Methods: Between November 2001 and September, 2005, we
conducted this observational cohort study of all HIV-infected patients receiving
TDF in an urban HIV clinic population. Development of abnormal renal function
was defined as an absolute glomerular filtration rate (GFR) ≥90 before
initiation of TDF, and <90 at the last creatinine measurement on TDF. We
used logistic regression analysis to examine factors associated with abnormal
renal function, including ART medications, weight at initiation of TDF, weight change by last measurement on TDF,
race, age, gender, CD4 count nadir, HIV-1 RNA level, hepatitis C virus (HCV)

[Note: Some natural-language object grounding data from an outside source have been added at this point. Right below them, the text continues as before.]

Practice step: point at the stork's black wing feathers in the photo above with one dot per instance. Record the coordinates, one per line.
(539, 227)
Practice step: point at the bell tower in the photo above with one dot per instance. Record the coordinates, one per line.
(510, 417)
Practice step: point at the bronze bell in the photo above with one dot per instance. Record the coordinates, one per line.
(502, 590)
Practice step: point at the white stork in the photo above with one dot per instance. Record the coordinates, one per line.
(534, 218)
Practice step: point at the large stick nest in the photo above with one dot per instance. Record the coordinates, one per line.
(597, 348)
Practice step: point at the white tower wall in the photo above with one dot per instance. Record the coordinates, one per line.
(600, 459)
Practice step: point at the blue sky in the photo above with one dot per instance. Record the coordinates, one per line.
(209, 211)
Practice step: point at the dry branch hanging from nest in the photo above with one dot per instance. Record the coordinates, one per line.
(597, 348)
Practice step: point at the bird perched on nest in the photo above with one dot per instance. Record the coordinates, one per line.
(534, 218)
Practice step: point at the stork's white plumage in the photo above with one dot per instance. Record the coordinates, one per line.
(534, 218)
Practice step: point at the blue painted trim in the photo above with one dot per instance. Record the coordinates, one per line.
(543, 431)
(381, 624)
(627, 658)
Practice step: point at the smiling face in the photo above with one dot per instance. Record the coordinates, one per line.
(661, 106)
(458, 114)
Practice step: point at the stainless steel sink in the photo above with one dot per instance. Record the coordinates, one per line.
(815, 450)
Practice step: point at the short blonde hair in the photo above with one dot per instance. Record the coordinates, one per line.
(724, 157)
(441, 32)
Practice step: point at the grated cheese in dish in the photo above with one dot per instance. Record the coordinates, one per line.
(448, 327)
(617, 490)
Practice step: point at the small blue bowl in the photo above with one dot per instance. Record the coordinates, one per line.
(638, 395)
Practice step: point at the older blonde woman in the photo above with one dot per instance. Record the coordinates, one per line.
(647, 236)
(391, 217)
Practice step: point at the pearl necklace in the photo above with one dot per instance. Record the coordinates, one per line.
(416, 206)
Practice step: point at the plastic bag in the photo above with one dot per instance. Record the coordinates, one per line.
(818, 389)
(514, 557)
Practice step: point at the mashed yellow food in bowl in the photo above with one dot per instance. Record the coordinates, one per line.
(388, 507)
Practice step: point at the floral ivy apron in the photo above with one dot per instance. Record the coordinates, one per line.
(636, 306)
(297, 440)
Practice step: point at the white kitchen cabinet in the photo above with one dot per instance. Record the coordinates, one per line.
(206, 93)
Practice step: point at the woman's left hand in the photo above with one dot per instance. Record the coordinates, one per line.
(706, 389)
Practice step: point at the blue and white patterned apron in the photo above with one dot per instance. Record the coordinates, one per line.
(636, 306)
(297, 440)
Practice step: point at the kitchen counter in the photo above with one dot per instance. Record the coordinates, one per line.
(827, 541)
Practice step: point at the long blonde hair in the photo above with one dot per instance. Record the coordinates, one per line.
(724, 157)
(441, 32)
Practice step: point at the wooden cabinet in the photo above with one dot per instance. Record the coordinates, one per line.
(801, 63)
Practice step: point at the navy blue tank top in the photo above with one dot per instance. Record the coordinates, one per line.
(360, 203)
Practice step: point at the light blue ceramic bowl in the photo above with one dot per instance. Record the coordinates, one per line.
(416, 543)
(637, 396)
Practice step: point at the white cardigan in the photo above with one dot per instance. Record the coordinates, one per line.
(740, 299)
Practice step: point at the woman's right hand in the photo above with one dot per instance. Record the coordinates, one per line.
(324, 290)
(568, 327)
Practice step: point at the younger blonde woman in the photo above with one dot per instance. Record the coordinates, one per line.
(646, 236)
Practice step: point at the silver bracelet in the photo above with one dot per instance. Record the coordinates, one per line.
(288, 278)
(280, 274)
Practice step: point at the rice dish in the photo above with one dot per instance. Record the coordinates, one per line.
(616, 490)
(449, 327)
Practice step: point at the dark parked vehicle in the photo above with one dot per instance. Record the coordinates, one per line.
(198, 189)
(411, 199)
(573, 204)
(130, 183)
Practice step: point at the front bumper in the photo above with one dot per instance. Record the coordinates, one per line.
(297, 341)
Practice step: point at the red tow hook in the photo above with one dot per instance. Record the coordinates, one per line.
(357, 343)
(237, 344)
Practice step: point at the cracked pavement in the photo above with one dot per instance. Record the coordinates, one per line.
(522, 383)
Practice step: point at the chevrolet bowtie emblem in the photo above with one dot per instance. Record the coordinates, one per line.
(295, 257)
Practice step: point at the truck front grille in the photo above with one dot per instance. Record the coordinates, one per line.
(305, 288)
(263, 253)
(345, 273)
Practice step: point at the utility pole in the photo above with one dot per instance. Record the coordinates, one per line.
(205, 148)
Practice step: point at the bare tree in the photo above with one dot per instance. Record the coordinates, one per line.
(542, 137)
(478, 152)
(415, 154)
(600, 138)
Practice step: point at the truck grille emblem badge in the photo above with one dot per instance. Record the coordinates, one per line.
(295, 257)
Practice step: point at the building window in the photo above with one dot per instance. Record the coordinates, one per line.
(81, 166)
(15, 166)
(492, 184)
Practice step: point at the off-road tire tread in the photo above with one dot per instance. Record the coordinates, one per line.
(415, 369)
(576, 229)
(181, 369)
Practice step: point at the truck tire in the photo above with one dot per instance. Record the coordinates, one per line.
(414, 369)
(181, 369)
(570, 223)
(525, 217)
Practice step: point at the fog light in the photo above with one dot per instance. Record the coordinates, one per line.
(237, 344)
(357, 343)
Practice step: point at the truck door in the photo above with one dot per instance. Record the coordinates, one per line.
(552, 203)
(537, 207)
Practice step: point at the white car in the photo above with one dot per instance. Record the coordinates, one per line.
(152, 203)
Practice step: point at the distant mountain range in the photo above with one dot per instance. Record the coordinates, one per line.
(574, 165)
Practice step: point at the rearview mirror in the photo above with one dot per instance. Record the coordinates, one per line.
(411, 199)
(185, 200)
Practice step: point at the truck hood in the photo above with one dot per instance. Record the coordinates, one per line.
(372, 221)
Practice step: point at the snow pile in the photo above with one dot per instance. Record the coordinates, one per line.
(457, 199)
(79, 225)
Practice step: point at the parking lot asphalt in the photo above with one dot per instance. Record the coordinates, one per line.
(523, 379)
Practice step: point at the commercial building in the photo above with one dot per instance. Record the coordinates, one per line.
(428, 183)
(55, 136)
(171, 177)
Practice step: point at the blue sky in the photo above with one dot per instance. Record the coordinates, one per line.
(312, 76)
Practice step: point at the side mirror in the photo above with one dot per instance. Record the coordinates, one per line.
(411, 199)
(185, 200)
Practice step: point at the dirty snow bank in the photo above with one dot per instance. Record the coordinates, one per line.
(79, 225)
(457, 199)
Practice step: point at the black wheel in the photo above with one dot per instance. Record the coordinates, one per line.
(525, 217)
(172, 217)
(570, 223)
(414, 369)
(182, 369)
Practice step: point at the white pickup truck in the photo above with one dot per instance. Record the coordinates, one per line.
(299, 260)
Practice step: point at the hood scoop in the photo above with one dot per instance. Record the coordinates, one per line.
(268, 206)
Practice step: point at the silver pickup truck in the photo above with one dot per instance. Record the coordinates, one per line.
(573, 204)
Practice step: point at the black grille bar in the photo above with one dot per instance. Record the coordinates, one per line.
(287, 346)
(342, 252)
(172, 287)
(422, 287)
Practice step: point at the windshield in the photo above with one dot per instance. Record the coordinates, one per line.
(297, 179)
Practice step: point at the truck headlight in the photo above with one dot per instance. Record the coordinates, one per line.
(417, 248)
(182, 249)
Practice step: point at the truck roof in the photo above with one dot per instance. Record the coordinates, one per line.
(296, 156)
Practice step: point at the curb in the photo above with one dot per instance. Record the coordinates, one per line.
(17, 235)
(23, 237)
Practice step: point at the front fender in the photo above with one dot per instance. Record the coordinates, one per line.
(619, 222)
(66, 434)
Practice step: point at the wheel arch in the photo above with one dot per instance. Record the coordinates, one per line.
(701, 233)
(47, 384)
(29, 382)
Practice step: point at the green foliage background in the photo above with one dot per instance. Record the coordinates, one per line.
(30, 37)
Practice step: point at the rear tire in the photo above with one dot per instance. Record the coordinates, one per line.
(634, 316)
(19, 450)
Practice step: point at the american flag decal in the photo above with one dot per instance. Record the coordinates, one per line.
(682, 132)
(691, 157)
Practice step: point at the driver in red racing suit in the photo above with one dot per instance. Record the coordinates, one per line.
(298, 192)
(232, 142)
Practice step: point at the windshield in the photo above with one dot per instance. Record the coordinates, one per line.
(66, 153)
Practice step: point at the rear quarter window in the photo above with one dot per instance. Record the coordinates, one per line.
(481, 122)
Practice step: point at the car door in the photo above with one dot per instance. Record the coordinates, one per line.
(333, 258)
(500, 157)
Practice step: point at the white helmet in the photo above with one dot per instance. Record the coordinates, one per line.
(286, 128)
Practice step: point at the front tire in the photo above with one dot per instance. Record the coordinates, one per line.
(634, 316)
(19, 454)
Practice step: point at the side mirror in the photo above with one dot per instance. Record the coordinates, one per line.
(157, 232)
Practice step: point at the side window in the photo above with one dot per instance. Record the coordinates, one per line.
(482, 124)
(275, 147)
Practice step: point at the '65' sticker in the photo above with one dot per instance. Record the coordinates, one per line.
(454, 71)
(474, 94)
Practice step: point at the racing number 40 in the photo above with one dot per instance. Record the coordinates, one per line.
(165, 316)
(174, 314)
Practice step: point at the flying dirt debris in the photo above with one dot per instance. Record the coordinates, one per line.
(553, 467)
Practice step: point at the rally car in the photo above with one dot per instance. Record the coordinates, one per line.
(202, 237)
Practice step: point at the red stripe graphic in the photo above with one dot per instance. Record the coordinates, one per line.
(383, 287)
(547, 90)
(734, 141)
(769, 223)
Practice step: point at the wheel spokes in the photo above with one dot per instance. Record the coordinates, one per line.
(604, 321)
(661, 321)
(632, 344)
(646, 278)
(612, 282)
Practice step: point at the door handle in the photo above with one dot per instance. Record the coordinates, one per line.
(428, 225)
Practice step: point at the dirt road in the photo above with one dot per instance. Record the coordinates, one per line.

antibody, diabetes, and hypertension. We used the Cockcroft-Gault (CG)
equation that incorporates body weight to calculate GFR because weight changes
are common among HIV-infected patients. We also examined GFR using the modification
of diet in renal disease (MDRD) equation.
Results: Among the 497 patients initiating TDF, 87
patients developed abnormal renal function, which was associated with
didanosine (ddI) use (p = 0.009), lower baseline weight (p = 0.001),
and older age (p = 0.009) compared with patients with normal renal
function. 79 of 87 patients had a moderate decline in GFR (≤60). Of 87
patients, 8 had a severe decline in GFR (>80) that was associated with
ritonavir-boosted regimens (p=0.03)
containing either amprenavir (p=0.04) or lopinavir (p=0.009), and a trend toward ddI use (38% vs 15%, p = 0.09).
After adjusting for other factors, ddI (OR 2.5, p = 0.02), lower
baseline weight (OR 0.95/kg, p = 0.001), and increasing age (OR 1.07/year,
p <0.002) were significantly associated with abnormal renal function.
The results were unchanged when only patients with moderate abnormalities were
examined; there were too few patients with severe abnormalities for separate
analysis. When GFR was calculated using MDRD, fewer patients had abnormal renal
function than when the CG equation was used.
Conclusions: Increased age, ddI use, and lower baseline
weight are significantly associated with risk for renal impairment among
patients receiving TDF. GFR results using the MDRD were inconsistent with those
calculated using CG which points to the importance of weight in the measurement
of GFR among HIV-infected patients. Our findings suggest there may be a
moderate and severe category of renal abnormalities associated with TDF and
that ritonavir may contribute to severe abnormalities.